KG: I can’t confirm exactly how many of us were tested but, yeah, they tested me and my results were positive. There were some inmates in solitary that tested negative at first but eventually ended up positive because they had them housed with, you know, everybody else that was positive. Needless to say our health plummeted and our living conditions made things worse. Inmate bed sheets weren't being changed, even though – as with any kind of virus obviously – they needed to be. We weren’t just locked down for the 23 hours per day they initially threatened but often for more than 24 hours at once. They didn’t care that a lot of us were really sick, not receiving proper medical attention.

On top of that we had to clean our own showers.

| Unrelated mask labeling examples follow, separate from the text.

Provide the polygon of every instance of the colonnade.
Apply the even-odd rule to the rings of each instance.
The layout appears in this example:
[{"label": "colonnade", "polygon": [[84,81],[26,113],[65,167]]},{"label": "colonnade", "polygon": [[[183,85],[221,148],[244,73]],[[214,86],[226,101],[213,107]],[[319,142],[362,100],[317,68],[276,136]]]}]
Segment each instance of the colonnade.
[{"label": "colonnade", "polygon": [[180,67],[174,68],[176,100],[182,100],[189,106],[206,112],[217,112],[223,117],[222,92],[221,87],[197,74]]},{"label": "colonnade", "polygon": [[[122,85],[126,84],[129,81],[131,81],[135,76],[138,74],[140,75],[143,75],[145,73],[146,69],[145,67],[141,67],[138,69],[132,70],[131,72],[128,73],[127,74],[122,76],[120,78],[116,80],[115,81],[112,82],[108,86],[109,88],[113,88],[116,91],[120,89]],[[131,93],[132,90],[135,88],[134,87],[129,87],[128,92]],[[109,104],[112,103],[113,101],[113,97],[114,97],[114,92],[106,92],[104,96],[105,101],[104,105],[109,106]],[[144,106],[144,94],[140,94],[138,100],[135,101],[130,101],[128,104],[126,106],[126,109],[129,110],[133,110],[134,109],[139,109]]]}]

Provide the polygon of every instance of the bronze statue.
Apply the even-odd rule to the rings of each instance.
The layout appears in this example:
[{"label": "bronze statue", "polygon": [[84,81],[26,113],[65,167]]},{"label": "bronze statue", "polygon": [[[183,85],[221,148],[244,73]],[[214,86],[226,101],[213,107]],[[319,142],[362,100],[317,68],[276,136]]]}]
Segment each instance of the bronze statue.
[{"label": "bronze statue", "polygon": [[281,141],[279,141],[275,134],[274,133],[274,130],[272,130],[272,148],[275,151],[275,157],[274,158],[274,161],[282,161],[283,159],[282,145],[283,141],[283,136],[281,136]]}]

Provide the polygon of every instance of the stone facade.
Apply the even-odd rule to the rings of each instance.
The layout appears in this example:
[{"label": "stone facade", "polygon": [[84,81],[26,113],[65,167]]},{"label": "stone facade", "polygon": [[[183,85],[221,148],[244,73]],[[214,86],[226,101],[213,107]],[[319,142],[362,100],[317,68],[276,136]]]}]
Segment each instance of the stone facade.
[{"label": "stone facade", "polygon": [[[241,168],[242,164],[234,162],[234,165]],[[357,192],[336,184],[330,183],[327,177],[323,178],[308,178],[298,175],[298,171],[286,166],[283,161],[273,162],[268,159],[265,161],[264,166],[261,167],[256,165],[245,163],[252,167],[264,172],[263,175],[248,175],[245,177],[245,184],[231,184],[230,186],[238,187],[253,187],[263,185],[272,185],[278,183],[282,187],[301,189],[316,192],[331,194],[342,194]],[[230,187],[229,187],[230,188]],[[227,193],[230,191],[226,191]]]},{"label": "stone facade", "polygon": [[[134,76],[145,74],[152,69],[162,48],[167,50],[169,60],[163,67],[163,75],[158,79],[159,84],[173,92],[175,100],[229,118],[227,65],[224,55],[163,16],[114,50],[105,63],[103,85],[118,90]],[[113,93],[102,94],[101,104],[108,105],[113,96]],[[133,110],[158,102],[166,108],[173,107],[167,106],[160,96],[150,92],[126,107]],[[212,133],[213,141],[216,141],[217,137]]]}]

I filed a bunch of formal complaints, trying to get the American government to see what was happening to us. At one point I ended up filing a 250 page legal document against the Trump administration for not taking that seriously. We were owed a certain level of care but instead the system, seeing our sick and vulnerable state, took that as an opportunity to violate our fundamental human rights. At the same time those companies I was talking about earlier were making money off our suffering. Who are the real criminals? It turned out that the judge to whom I presented the legal document had ties to Trump, so she dismissed it.

Notwithstanding the hellish conditions of Etowah, were there any opportunities to make positive use of your time while in the facility?

KG: I can only speak from my experience. I've been in ICE detention facilities in New Jersey and New York, and also the south [United States]. There is no serious vocational trade, no educational programs in them. Neither have I heard – among staff in the facilities – so much as a discussion about rehabilitation, as in helping an inmate help themselves and maybe providing them, say, adequate resources to facilitate the process. Then again, what do the many incarcerated in ICE detention for “illegally” being in the U.S. – having to flee from war, persecution, some serious threat or danger in their home country that renders them refugees in America – need to be rehabilitated from? A lot of people locked up in ICE initially came to America looking for honest work. But because they were missing the proper government documentation or whatever they kept being turned away from employers. It made them susceptible to taking up offers from let’s just say bad actors who’ll pay those in their position, desperate for money, to commit crimes. Now they’re on a different track – moving further and further from establishing themselves in America as, you know, law-abiding, contributing members of society. When they’re eventually apprehended by law enforcement, an ICE facility could be a place where they’d have a second chance, turn their life around if those programs I mentioned were available.

What might that look like?

KG: Take, for instance, somebody who comes to the U.S. but is sent to an ICE facility because a court has deemed them in violation of this or that immigration law. In another world maybe they’d be able to eventually return to their home country and be like, “I wish things ended up differently in America but at least I learned about heating, ventilation and air conditioning (HVAC) systems while I was in ICE detention. Yeah I got deported but I know how to install and repair home air conditioners. People pay for that and so now I can be an entrepreneur”.

When people are operating from that mindset, you’re going to see a lot less crime in the world. It’s simple mathematics. Spend more on helping people help themselves and they become pro-social. I’m not just talking about textbook-type education, where people are trained to follow just what they read. I mean creating real opportunities where people can learn what they’re good at and also benefits others – locally and abroad. Money should be going into that, not building more ICE facilities that strip people of their dignity.